Nous sommes en train d’écrire un roman policier. Mais ce qui est terrible, c’est que personne ne se rend compte que je suis le meurtrier, car j’avance masqué, posant patiemment mes pions. L’enjeu en vaut la peine. En effet, j’ai attrapé mes gens de la diaspora et aujourd’hui, à force de patience et de manœuvres diverses, ils me mangent dans la main.
Tout le monde sait que c’est souvent une femme du pays qui rentre dans la vie de l’homme qui commence à revenir de plus en plus sans sa blanche femme jusqu’à ce que l’irréparable se commette. Il fonde une nouvelle famille en Afrique avec une gent dame, honnêtement plus épicée et plus soumise mais particulièrement dépensière. Cela finit souvent très mal.
En réalité, moi, j’ai décidé de tenter quelque chose à la fois de plus osé, de plus subtil : isoler un couple de leur famille à savoir mère, frères et sœurs, voire enfants. Je suis devenu le seul référent ; l’être qu’il aime par-dessus toutes, tous et tout ! Honnêtement, ce n’est pas facile, mais il faudrait se baser sur deux choses essentielles : les petits gris-gris ou grandes astuces traditionnelles et la mentalité de ces expatriés, inconsciemment ou consciemment imbus de leurs personnes.
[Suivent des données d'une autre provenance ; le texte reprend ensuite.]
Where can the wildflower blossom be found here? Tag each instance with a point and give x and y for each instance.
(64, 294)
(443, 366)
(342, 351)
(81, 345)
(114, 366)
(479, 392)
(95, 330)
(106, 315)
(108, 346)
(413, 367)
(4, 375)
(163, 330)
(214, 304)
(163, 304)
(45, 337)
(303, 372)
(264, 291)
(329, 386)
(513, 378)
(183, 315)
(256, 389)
Au fond, leur impression d’être supérieurs n’est même pas liée à quelques individus. Tous nos frères à l’extérieur, pensent qu’ils sont complètement importants et que leurs compatriotes à l’intérieur sont indignes de toute confiance. Le paradoxe, c’est qu’eux-mêmes demandent des raccourcis pour vite résoudre les problèmes administratifs et sociaux, mais sont les premiers à s’étonner qu’on leur demande un remerciement ! Ils concluent que les africains sont tous corrompus, oubliant qu’ils viennent d’un occident certifié iso en corruption !
En réalité, la famille que je côtoie et manipule est vraiment l’expression de la réussite en Europe et le couple est véritablement de bon conseil. Mais, il se retrouve au pays avec des parents qui, à l’évidence, ont une toute autre manière de vivre. Et, au lieu de comprendre voire d’apprécier, ils passent le temps à repérer les travers du quotidien, à critiquer les attitudes et même les aptitudes qu’ils trouvent dérisoires et ils ont vite conclu qu’ils sont des ratés.
Alors, moi, boy au départ, je suis parvenu au rang de maître, d’ami fidèle, sinon de confident indispensable, construisant leur maison, où, j’ai goûté à l’ivresse de gérer des millions et d’en disposer pour mon compte. Puisque la famille ne valait rien, on ne pouvait rien leur confier : ils passaient le temps à leur donner des leçons de manière péremptoire, à les critiquer partout et toujours. D’ailleurs, l’homme évolué, avait toujours raison et tout le monde avait cessé de lui répondre. Alors, cet homme qui avait eu le bon sens de revenir chaque année dans son pays, s’isolait dans un tourbillon d’activités incessantes et superflues, retrouvait tout sauf sa véritable famille et son pays. Ils gâchaient ainsi tout cet effort de retour salutaire au pays et repartaient avec un large goût d’inachevé, s’étant un peu plus éloigné des siens.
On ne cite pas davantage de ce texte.